Groups unite to fight abuse of animals by setting up a network of protection

Fourteen groups join forces to create network of protection across the city

PUBLISHED : Sunday, 16 June, 2013, 12:00am
UPDATED : Sunday, 16 June, 2013, 6:42am

Fourteen groups have joined together to create a network of "animal protection commissioners" to report on animal abuse.

About 20 volunteers from the Alliance for Hong Kong Animal Police - formed by Animal Earth, the Animal-Friendly Alliance and the Non-Profit Making Veterinary Service among others - will pursue abuse cases spotted by the public or by fellow volunteers across the city.

Each district will have a commissioner, with more than one volunteer monitoring districts with a high record of incidents, such as Yau Tsim Mong.
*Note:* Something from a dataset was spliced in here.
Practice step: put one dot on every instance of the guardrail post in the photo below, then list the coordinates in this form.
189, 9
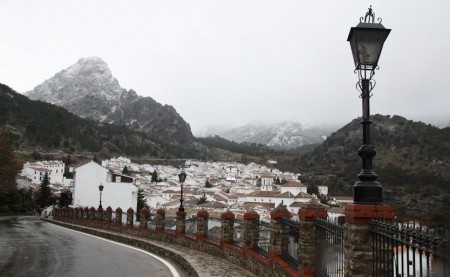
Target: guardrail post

Although they have no legal power to prosecute abusers, the activists will try to help the animals by reporting the cases to the media, the Society for the Prevention of Cruelty to Animals or the police.

"We want to bring more cases to the public's attention," alliance member Kevin Cheuk Chi-chiu said. "The SPCA and the police have a vague definition of animal abuse. Sometimes residents have found animals are victims of mistreatment, but their requests to file cases of cruelty were rejected by the police."

Several weeks ago, residents of a Lok Fu estate sought police help after noticing strong smells from an apartment where barking was heard. The police did not find any animals were being abused. When volunteers alerted the media, however, firefighters broke into the flat and rescued a dog, Cheuk said.

Anyone who witnesses an incident of animal cruelty can alert the alliance by sending messages to its Facebook group, which only has a Chinese-language version at the moment. People can also contact individual animal groups in the alliance.

Volunteers responsible for a particular district will then approach the complainants, visit the location and make reports. Case particulars would be recorded on a form.

"The forms would allow us to have a bigger picture of animal abuse, such as which district sees the most number of cases. We also want to track how the police and SPCA handle each case," Cheuk said.

People interested in becoming involved should get alliance training on what constitutes abuse and how to contact the media. The alliance eventually aims to have 100 commissioners.